Probiotics are based on the notion that there is such a thing as a normal healthy microflora. However, the Boston team led by Osker Adolfsson, noted that: "normal healthy microflora had not been defined except perhaps as a microflora without a pathogenic bacterial overgrowth."
The group therefore advocated further studies to substantiate past findings either through animal models and clinical trials. They were specifically interested in ascertaining whether beneficial effects were age-specific and to investigate the mechanisms through which yoghurt works.
It would also be of particular interest to the burgeoing functional food industry, which markets probiotics as improving 'gut health', for scientists to discover what really are the defining characteristics of a healthy gut.
This research is published in the American Journal of Clinical Nutrition (Vol. 80 (2), 2004).

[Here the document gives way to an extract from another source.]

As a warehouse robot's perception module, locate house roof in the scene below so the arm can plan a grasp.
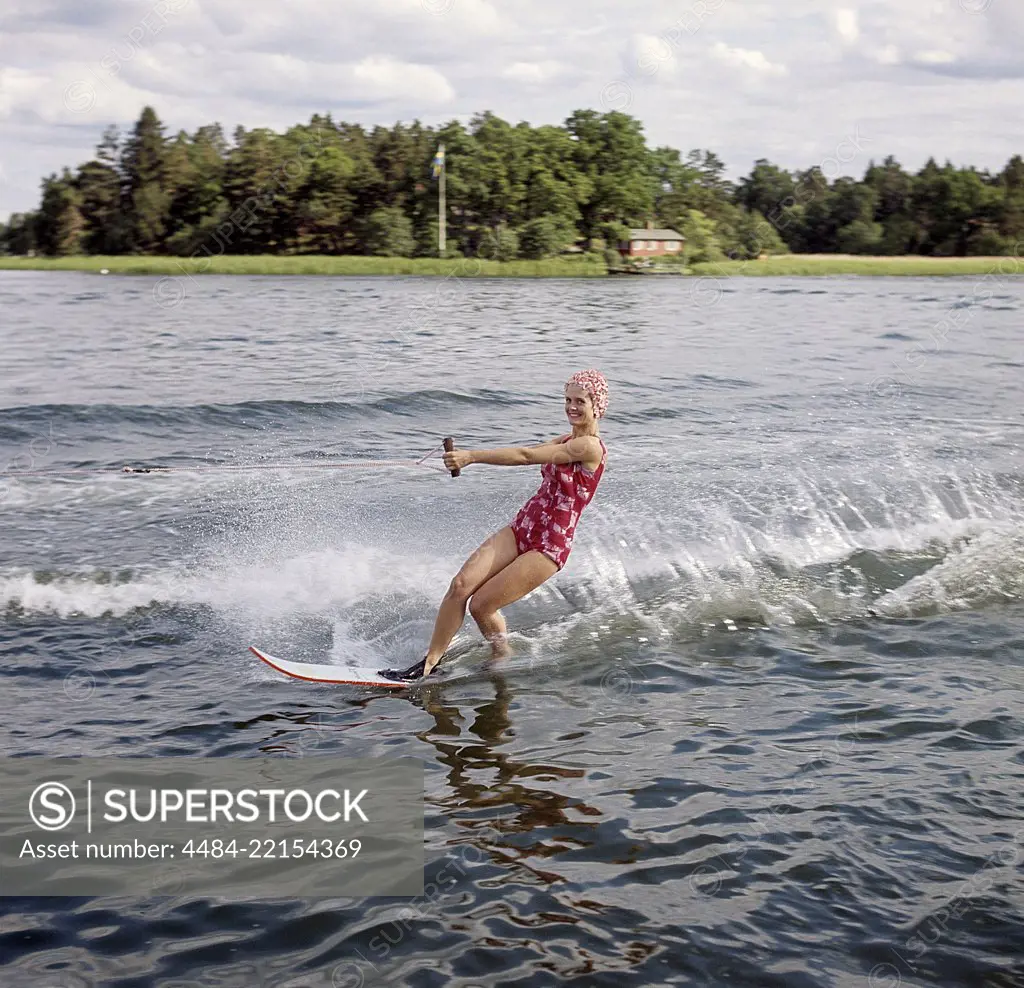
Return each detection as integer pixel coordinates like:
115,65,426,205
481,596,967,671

Meanwhile, IA Abd El-Gawad and colleagues from Cairo University, Egypt, reported this week in the British Journal of Nutrition, Vol. 92 (1), 2004, that probiotic yoghurt and soya yoghurt significantly prolonged the lives of mice with tumours.
The scientists found that the mice fed with yoghurt containing bifidobacterium lactis Bb-12 or B. longum Bb-46 out lived those fed products without the probiotic bifidobacteria.
Probiotics is one of the fastest growing functional food markets worldwide. Europe's probiotics market is set to more than triple in value over the next six years, according to Frost & Sullivan, to reach $137.9 million (€118.5m) in 2010.
A recent study of the UK market by KeyNote found that it grew by 10.8 per cent in value terms for the 12-month period ending October 2003, after a substantial 24.7 per cent growth in the previous year to October 2002 - still well above the growth of equivalent traditional products.
KeyNote suggested this growth was thanks to significant education campaigns, designed to teach the concept of 'good bacteria'.